Gartner & Friedenheit v. United States

131 F. 574 | U.S. Circuit Court for the District of Southern New York | 1904

TOWNSEND, Circuit Judge.

The merchandise in question is represented by 13 samples of ribbons, differing in quality and character, all of silk, or of which silk is the material of chief value. They were classified for duty as silk trimmings, under the provisions of paragraph 390 of the tariff act of 1897 (Act July 24, 1897, c. 11, § 1, Schedule E, 30 Stat. 187 [U. S. Comp. St. 1901, p. 1670]). The importers claim that they should be classified under paragraph 391 (30 Stat. 187 [U. S. Comp. St. 1901, p. 1670]) of said act as “manufactures of silk or of which silk is the component material of chief value, not specially provided for.”

The single question presented is whether these articles are in fact trimmings. The Board of Appraisers found that the ribbons were applied to a variety of uses, some of which were of the character of trimmings, while others — such as the use for tying bonbon boxes, and as drawing strings for underwear and in corsets, were not in the nature of trimmings.
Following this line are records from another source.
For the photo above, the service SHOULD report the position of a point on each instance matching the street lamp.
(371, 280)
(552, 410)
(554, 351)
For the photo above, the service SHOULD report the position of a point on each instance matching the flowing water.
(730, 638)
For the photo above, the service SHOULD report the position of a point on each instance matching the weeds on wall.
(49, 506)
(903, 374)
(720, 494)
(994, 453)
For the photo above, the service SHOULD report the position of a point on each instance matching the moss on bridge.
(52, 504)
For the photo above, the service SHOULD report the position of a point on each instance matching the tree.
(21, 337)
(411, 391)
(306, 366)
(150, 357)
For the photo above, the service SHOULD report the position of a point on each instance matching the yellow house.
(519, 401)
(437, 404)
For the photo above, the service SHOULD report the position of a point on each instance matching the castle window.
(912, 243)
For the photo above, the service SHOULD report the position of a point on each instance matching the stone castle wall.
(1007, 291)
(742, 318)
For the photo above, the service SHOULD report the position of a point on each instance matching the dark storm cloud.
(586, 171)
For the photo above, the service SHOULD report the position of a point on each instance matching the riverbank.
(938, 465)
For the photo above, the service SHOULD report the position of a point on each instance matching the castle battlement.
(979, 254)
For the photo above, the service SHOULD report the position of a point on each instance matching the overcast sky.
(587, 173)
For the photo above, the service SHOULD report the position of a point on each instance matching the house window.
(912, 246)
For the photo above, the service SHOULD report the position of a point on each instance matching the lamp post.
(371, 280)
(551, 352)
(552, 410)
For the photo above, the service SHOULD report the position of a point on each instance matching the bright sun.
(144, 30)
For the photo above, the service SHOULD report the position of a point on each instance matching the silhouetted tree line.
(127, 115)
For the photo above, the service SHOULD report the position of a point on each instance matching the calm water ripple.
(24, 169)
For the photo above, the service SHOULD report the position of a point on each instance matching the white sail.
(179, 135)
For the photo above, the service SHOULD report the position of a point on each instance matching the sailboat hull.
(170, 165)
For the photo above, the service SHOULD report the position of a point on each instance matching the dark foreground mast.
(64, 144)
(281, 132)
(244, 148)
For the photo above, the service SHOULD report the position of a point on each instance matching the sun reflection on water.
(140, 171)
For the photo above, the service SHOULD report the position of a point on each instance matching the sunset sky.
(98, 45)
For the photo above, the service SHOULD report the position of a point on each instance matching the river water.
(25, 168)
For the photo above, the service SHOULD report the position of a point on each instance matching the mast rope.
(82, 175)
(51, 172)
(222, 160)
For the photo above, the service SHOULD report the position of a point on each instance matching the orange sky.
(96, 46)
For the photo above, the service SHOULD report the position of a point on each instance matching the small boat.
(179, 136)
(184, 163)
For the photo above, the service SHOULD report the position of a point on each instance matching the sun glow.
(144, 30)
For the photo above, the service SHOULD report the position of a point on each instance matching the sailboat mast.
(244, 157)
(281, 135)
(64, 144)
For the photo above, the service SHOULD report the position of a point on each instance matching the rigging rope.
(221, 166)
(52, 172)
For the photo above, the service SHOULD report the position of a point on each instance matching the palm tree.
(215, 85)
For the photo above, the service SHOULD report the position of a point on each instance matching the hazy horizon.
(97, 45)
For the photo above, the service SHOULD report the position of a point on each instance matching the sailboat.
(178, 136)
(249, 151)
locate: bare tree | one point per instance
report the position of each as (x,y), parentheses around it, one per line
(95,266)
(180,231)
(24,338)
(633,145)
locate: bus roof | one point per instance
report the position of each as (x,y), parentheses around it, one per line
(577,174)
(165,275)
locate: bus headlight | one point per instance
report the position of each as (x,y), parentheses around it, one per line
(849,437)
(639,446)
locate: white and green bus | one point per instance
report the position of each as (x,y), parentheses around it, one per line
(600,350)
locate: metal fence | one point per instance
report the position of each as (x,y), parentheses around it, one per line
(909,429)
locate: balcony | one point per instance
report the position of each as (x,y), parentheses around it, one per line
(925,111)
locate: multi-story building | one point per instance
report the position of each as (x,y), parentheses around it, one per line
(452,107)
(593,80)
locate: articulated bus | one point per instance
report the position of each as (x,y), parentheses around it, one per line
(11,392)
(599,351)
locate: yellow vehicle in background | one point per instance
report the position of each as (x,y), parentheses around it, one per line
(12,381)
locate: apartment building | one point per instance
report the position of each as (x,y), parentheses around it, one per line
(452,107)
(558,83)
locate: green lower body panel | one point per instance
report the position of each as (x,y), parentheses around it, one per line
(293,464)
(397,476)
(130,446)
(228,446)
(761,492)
The board also found that, in most instances where used for trimming, they were cut, tied, and otherwise fashioned for their ultimate use. In these circumstances, I should feel inclined to follow the decision of Judge Wheeler in Robinson v. U. S. (C. C.) 121 Fed. 204, where it was held that such articles did not become trimmings until they were so fashioned as to be applied to the articles to be trimmed. The counsel for the United States contends, however, that Judge Wheeler’s opinion is contrary to the decisions of the Supreme Court of the United States in the Hat Trimmings Cases, and in support of said contention cites the following: Hartranft v. Langfelt, 125 U. S. 128, 8 Sup. Ct. 732, 31 L. Ed. 672; Robertson v. Edelhoff, 132 U. S. 614, 10 Sup. Ct. 186, 33 L. Ed. 477; Cadwalader v. Wanamaker, 149 U. S. 532, 13 Sup. Ct. 979, 983, 37 L. Ed. 837; Walker v. Seeberger, 149 U. S. 541, 13 Sup. Ct. 981, 37 L. Ed. 839; Hartranft v. Meyer, 149 U. S. 544, 13 Sup. Ct. 982, 983, 37 L. Ed. 840. It appears, however, that in each of these cases the question as to whether the articles were or were not trimmings was not decided by the court as a matter of law, but was left as a question of fact to be determined by the jury, and that, the jury having determined this question of fact, the court applied the law to such finding. In the present case the testimony establishes that the chief uses of these articles are not for trimming hats or dresses, and that they are not in fact or commercially within the class of goods known as trimmings. It further appears by a comparison of paragraph 339 (Schedule J, 30 Stat. 181 [U. S. Comp. St. 1901, p. 1662]) and paragraph 320 (Schedule I, 30 Stat. 179 [U. S. Comp. St. 1901, p. 1661]) of said act that Congress has made a distinction in the case of cotton goods between trimmings and ribbons. It also appears from the rulings of the Treasury Department that ribbons of the kind in question here have been uniformly held to be dutiable as manufactures of silk.

The decision of the Board of General Appraisers is reversed.